Although the liners in some hip implant systems are composed of polyethylene or ceramic material, the Pinnacle Ultamet liner is cobalt-chromium, so the metal ball component articulates against a metal liner.
Liam Moloney is acting on behalf of many Irish people who received the DePuy ASR hip device and who have suffered significant complications as a result of these devices to include elevated cobalt and chromium levels in their blood. He has successfully obtained significant monetary settlements for these patients.

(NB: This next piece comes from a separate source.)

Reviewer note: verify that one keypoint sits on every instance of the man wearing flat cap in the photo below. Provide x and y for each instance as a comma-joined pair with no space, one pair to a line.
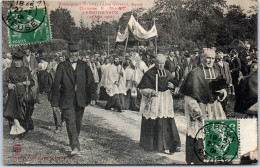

If you are a patient who received either a DePuy ASR or Pinnacle metal-on-metal hip implant you should arrange to have an MRI scan done of your hip implant to ensure that the hip is functioning correctly. You should also arrange for a blood test to be carried out to measure the level of cobalt and chromium in your bloodstream.
DePuy Orthopaedics marketed the Ultamet as superior to other hip implant products and as being uniquely suited to the needs of younger, more active patients. The metal-on-metal construction was marketed as being more durable and longer lasting than traditional metal-plastic designs. The implant itself was projected to last twenty years. The company reportedly sold about 155,000 Pinnacle devices.
Plaintiffs in the United States who received the implant pursued a class action against the company for damages alleging that, as a result of the Ultamet’s negligent design, friction occurred when the implant’s metal head rubbed against the metal liner, leading to corrosion of components and the release of metal ions into the bloodstream.
The resulting “wear debris” contaminated the patient’s blood and surrounding tissue, causing problems ranging from pain and inflammation to metal poisoning, tissue death, bone loss and other severe complications.
The Plaintiffs also offered evidence at trial that in 2004,
DePuy determined that metal ions from a similarly made cobalt-chrome implant had caused extensive tissue damage in England. The company did not immediately get that information to doctors or insert it into their warnings the Plaintiff claimed, but instead continued claiming that no one knew what damage the debris might cause.
The jury awarded €28 million in compensatory damages. They also found that both DePuy and Johnson & Johnson as parent company had acted with malice, oppression or fraud, warranting punitive damages.
The jury awarded about €1 billion in punitive damages.